Across Nebraska, there are approximately 470,000 acres of community forests. These trees were planted by previous generations who understood the long-term benefits they would provide.
ReTree Nebraska urges Nebraskans to plant it forward this fall in celebration of ReTree Week Sept. 18-24.
Jessica Kelling, ReTree Nebraska coordinator, said that fall’s cooler temperatures and reduced humidity mean newly planted trees can focus on establishing their root system and getting a jump start on spring growth.
Collectively, Nebraska’s community forests contain almost 13.3 million trees that provide $9.7 billion in environmental, social and economic benefits to Nebraskans.
But the picture isn’t all rosy.
“In the last 30 years, we’ve lost nearly half our state’s community forest resources,” Kelling said. “Planting a tree –or trees–is a simple act, but it’s our chance to do something really big for our state and for future generations.”
“Beyond the simple need to plant trees, ReTree Nebraska also strives to teach people about the important benefits trees provide and how to plant trees properly and in the right location,” said Eric Berg, Nebraska Forest Service community forestry and sustainable landscapes program leader. “Long-term social, environmental and economic benefits can only be fully realized by properly planting the right tree, in the right place, in the right way.”
ReTree Nebraska is a 10-year cooperative initiative to promote the proper planting and care of 1 million trees in communities across Nebraska by 2017.

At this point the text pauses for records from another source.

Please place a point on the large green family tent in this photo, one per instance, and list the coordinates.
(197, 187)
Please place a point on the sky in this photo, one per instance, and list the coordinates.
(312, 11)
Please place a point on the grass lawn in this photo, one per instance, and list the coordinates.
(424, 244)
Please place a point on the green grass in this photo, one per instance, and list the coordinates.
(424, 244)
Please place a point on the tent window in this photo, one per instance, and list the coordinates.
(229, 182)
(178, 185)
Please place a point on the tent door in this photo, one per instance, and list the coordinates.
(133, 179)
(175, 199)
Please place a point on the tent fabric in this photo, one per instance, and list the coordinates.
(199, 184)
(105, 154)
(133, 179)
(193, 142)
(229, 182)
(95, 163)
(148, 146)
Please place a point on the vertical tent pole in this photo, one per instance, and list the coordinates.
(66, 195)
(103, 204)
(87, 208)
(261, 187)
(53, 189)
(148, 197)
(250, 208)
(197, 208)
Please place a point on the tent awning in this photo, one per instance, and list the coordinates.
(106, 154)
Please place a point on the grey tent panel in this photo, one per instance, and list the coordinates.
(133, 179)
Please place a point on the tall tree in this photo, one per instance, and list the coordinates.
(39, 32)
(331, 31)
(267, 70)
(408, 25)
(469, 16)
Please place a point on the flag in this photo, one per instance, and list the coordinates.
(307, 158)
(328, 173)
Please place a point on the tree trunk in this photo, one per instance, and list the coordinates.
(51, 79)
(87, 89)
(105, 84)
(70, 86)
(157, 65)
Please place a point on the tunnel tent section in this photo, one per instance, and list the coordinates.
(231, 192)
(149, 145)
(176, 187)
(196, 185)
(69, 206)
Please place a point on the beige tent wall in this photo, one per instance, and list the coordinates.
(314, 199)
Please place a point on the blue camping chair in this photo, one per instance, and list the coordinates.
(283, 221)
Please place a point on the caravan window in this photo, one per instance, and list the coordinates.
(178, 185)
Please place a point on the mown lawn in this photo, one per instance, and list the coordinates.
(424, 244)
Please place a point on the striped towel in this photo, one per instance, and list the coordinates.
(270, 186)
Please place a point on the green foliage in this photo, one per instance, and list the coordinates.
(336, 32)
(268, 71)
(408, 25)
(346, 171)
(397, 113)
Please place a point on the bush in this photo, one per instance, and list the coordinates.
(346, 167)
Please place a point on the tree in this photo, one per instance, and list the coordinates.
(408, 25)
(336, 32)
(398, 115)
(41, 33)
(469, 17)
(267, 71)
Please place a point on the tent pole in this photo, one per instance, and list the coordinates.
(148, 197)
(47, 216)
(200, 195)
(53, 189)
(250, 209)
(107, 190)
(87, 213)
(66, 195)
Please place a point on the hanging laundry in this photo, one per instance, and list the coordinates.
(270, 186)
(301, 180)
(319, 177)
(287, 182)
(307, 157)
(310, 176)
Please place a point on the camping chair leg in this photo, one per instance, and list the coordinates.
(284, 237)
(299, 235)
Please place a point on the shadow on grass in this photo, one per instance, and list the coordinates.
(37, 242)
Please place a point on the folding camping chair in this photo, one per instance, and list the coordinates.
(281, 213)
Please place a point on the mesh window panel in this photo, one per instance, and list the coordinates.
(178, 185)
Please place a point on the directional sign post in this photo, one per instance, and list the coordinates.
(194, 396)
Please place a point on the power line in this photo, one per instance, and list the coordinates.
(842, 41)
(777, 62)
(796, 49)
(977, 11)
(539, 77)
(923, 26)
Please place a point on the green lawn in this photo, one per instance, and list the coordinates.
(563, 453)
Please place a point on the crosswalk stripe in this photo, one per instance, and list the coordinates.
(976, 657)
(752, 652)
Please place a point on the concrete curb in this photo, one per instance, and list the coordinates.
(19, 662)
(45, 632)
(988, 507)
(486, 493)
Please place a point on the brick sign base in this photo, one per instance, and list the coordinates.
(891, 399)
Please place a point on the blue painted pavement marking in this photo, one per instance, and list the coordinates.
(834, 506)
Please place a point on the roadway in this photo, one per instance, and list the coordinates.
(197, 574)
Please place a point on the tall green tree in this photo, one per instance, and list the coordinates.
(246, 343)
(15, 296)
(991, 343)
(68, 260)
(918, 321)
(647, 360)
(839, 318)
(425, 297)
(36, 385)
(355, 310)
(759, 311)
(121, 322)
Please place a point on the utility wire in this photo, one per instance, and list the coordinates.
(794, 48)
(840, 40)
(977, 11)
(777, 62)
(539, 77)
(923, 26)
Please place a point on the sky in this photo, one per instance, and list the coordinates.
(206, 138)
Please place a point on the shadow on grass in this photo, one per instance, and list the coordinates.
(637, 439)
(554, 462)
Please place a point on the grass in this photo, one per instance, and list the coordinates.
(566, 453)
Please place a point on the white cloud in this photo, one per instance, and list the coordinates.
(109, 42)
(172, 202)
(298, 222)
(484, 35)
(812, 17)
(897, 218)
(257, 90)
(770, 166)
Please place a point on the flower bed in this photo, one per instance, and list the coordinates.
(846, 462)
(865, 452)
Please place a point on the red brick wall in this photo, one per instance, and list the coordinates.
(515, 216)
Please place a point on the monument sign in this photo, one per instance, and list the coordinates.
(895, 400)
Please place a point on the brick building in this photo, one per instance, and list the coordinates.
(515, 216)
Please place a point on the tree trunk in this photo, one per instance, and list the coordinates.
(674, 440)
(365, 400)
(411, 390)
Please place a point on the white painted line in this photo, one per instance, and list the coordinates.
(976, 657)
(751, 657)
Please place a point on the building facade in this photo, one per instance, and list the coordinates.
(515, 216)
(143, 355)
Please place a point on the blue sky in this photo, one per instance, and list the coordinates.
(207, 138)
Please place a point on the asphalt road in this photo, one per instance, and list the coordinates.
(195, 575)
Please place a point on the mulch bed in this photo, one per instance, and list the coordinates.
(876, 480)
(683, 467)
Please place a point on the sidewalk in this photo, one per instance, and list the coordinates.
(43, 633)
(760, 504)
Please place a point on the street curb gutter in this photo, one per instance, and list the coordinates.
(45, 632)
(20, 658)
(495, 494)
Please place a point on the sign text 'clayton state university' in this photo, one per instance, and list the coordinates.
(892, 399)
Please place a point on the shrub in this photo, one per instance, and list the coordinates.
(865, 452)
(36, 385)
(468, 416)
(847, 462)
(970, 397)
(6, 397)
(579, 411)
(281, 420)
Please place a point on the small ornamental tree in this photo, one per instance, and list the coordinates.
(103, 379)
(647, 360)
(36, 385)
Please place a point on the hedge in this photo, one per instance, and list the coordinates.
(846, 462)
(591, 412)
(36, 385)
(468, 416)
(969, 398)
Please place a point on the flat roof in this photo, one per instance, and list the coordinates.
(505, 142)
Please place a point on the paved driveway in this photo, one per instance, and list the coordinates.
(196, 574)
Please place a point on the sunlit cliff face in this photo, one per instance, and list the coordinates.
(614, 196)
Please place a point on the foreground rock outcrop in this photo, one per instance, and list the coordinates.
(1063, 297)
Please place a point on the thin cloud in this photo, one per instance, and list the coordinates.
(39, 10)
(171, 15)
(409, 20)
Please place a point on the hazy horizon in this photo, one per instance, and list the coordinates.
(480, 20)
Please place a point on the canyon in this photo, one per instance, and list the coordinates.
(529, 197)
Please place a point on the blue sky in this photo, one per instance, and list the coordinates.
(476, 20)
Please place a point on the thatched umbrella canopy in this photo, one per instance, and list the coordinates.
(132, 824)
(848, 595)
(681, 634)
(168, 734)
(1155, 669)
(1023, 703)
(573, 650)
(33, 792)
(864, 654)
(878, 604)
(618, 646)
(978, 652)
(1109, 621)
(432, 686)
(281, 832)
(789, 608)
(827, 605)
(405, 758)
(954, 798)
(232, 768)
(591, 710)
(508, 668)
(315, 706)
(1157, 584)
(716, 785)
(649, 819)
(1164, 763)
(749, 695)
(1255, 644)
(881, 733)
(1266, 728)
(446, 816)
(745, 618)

Trees planted on public and private property within city limits, as well as trees planted in certain rural areas, can count toward ReTree Nebraska’s 1 million tree goal.
ReTree Nebraska organizers work closely with a volunteer network of more than 200 ReTree ambassadors in 80 communities across Nebraska. These ambassadors lend local energy to the initiative by organizing and promoting tree planting and tree-related educational activities within their communities.